As of press time, offices in 37 more provinces had been proposed for further investigation by the PACC, including Sa Kaew, Udon Thani, Ayutthaya, Yala, Chaiyaphum and Nakhon Ratchasima.
Wannop urged people who are entitled to receive welfare payments to tell investigators whether they had received financial aid and how much they had received.
Officials had found that documents and forms had been forged to redirect money away from legitimate claimants, he said. Some claimants had not received their payments, or only received partial sums, while others who were recorded as recipients were not even qualified for benefits.
After the corruption scandal broke last month, the PACC was tasked to probe 76 state-run protection centres for the destitute, which had received a total of Bt123 million for the 2017 fiscal year to distribute to people in need.

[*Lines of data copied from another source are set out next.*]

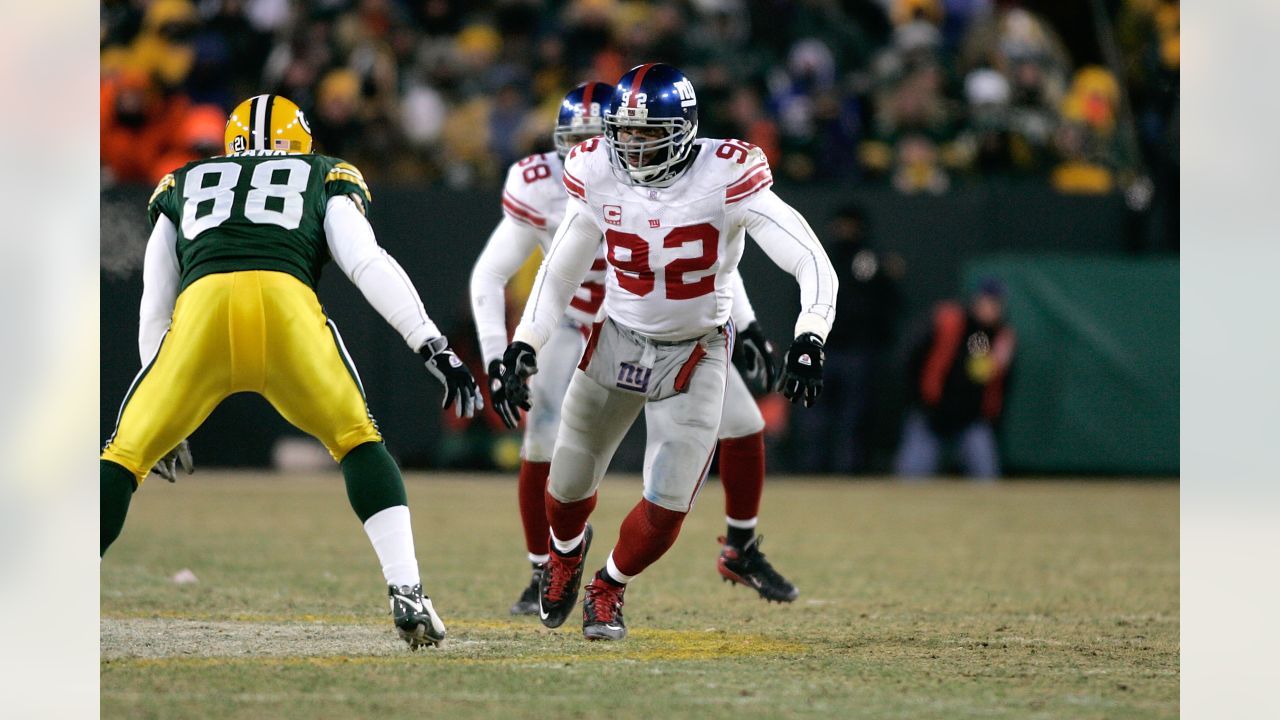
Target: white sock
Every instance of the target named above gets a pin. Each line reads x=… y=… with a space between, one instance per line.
x=617 y=575
x=566 y=547
x=393 y=541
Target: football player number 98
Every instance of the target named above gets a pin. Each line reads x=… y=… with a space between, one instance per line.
x=629 y=254
x=215 y=182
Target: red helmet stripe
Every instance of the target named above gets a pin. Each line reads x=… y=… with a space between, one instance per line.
x=636 y=81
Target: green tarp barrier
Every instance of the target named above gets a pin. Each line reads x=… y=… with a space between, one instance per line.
x=1095 y=386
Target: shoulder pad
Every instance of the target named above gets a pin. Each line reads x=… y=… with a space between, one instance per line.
x=154 y=204
x=531 y=187
x=746 y=169
x=344 y=178
x=580 y=165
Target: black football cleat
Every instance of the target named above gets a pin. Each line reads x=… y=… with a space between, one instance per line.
x=415 y=619
x=557 y=589
x=749 y=568
x=602 y=611
x=528 y=602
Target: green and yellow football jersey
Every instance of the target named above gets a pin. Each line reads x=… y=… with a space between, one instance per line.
x=254 y=210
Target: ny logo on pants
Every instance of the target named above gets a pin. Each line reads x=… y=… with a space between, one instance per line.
x=634 y=377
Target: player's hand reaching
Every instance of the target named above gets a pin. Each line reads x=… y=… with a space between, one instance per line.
x=177 y=458
x=498 y=395
x=753 y=355
x=519 y=363
x=801 y=376
x=457 y=381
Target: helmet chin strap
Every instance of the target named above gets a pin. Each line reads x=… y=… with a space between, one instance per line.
x=664 y=173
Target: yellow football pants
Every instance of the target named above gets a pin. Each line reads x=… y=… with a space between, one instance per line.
x=251 y=331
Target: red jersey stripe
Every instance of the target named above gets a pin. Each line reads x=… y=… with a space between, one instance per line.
x=743 y=180
x=521 y=214
x=760 y=182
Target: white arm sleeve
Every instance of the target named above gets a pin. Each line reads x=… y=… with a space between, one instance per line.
x=378 y=276
x=507 y=249
x=743 y=313
x=577 y=240
x=789 y=241
x=159 y=287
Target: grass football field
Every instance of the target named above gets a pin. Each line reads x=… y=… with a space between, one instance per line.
x=942 y=600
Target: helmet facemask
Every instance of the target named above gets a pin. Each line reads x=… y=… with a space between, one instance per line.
x=583 y=127
x=649 y=150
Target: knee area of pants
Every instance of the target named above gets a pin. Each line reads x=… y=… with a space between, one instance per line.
x=662 y=510
x=731 y=429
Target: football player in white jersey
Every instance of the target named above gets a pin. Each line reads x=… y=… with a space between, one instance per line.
x=534 y=201
x=673 y=212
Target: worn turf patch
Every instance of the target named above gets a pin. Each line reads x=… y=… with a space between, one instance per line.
x=944 y=601
x=156 y=642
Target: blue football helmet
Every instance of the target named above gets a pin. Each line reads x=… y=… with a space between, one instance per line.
x=652 y=123
x=581 y=114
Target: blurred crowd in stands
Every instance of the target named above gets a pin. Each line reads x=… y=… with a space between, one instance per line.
x=919 y=95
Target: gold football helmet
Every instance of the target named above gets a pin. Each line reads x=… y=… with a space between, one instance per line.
x=268 y=122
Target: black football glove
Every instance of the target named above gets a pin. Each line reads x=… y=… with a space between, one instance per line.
x=498 y=395
x=177 y=458
x=801 y=376
x=457 y=381
x=519 y=363
x=753 y=356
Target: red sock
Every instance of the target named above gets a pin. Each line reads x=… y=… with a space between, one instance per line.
x=647 y=533
x=568 y=519
x=533 y=509
x=743 y=475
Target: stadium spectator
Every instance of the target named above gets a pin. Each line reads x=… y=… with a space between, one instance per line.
x=958 y=374
x=831 y=437
x=199 y=136
x=914 y=94
x=1087 y=136
x=137 y=126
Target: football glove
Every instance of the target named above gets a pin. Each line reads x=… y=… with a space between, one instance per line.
x=753 y=356
x=498 y=395
x=519 y=363
x=177 y=458
x=457 y=381
x=801 y=374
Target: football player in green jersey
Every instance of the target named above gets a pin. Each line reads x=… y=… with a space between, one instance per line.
x=229 y=305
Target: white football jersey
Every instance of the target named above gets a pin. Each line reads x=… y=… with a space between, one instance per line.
x=534 y=195
x=533 y=203
x=672 y=251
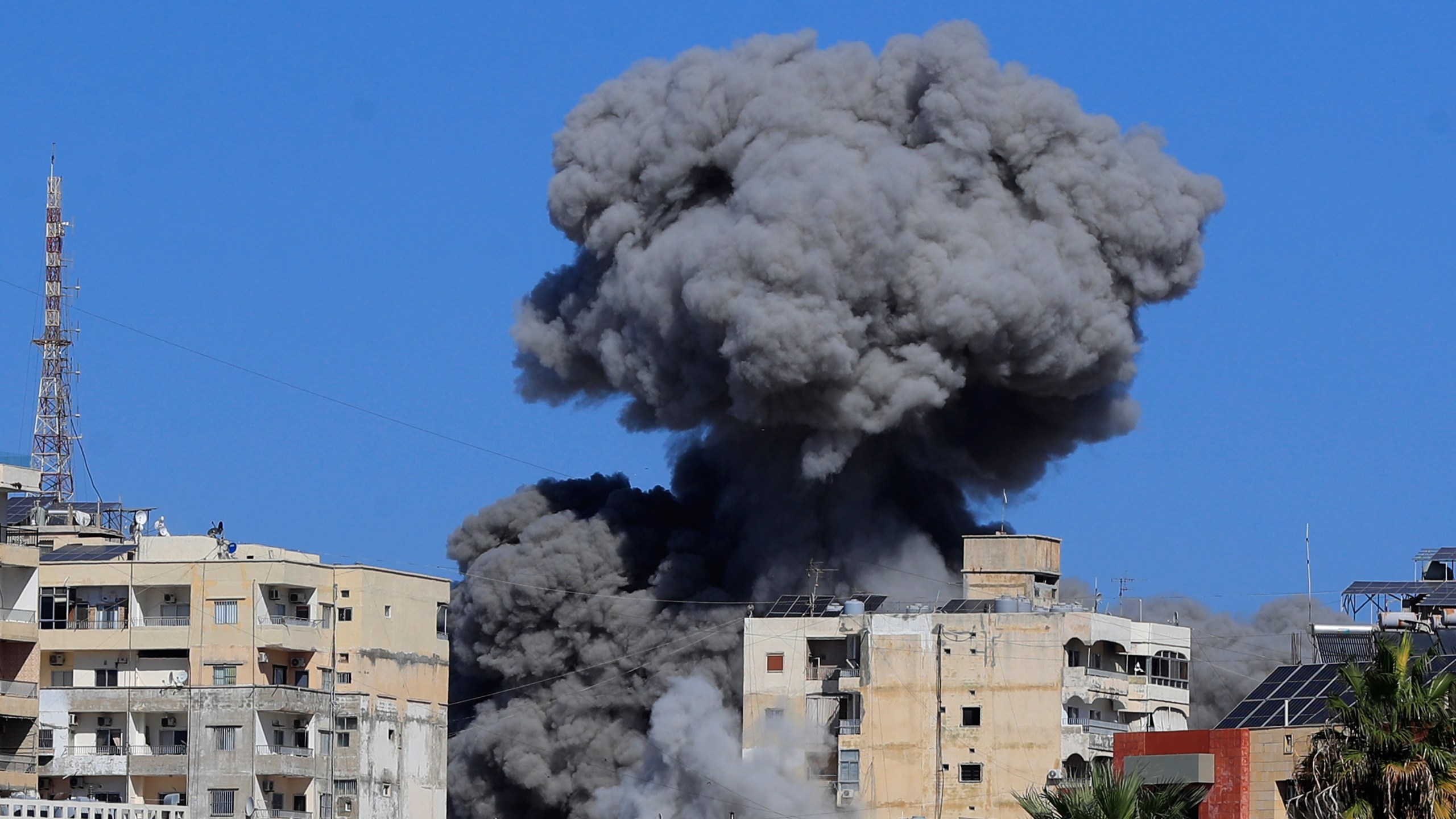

The investigation was prompted after a university student trainee at the Khon Kaen Protection Centre for the Destitute claimed she had been forced to forge official forms. 
In Krabi yesterday, PACC investigators collected documentary evidence and found about 20 people had been affected by alleged irregularities in allowance payments. 
A 66-year-old disabled woman in Khlong Tom district said she had not received any of the Bt3,000 allowance she was entitled to from the provincial centre, while 20 people in Khlong Tom, Khao Phanom and Lam Thab districts said they had either received only Bt1,000 to Bt2,000 of Bt3,000 or no money at all. The PACC is checking another 600 allowance recipients.
In Chiang Mai’s San Khamphaeng district, village headman Somdech Kantatha from Tambon Mae Pukha said some recipients had turned out to be not qualified for the allowance, while other recipients who reportedly took the money claimed to have forgotten whether they had collected it. 
In San Pa Tong district, village headman Wichien Phakkad from Tambon San Klang said one of the village’s two allowance recipients was certainly a victim of graft. The 75-year-old woman, who said she had received nothing, was illiterate and clearly was not the person who signed her name on the official document, Wichien said. 
He said he hoped all wrongdoers in the scheme would be punished, as they had cheated underprivileged people.